There’s no other situation in baseball when the fielding team will be better off by not catching a fair ball than by catching it.
Here’s how the Infield Fly Rule works. When a team has runners on first and second or the bases loaded with less than two out and the batter hits a pop-fly ball (but not a line drive) in fair territory that can be easily caught by an infielder (under the rule, can be caught with “ordinary effort”), the batter is called out, regardless of whether the fielder catches the ball; if the ball drops and remains fair, it is in play and the runners can try to advance at their own risk. The rule is designed to remove the incentive for a fielder to deliberately drop an easily handled ball on the infield, which likely would allow him to turn a double play on the two base runners (and perhaps, although less likely, a triple play). It took its more-or-less current form in 1901, enacted in response to infielders actually doing this, a bit of trickery that was deemed not “sporting” at the time.
We have moved beyond those 19th-century definitions of sportsmanship. Modern players employ many tricks and attempts at deception that our baseball forebears might not have appreciated. The question is whether, stripped of antiquated concerns for sports ethics, the rule can be justified. I say yes.
Critically, the Infield Fly Rule applies to a game situation that contains four distinct features. No other game situation in baseball, or indeed any other sport, contains all four features.
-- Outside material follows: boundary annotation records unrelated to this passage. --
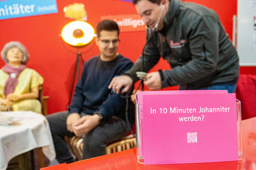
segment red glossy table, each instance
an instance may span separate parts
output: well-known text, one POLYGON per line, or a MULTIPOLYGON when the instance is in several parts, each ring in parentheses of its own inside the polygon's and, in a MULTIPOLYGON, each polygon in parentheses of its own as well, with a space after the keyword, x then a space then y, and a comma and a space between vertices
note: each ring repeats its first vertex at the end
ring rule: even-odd
POLYGON ((144 165, 137 162, 136 149, 134 148, 68 164, 62 164, 41 168, 41 169, 256 170, 256 117, 242 121, 242 126, 243 159, 239 161, 207 163, 144 165))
The presence of all four features makes the infield-fly situation sui generis and necessitates a special rule.
The four relevant features are:
- Players have a strong incentive to intentionally not do what they are ordinarily expected to do in the game.
- The team gains a substantial benefit or advantage by intentionally not doing what is ordinarily expected.
- The play is slow-developing and not fast-moving, so the player has time to think and control what he does.
- Even doing what is ordinarily expected of them, the opposing players are powerless to stop the play from developing or to prevent the team from gaining this advantage.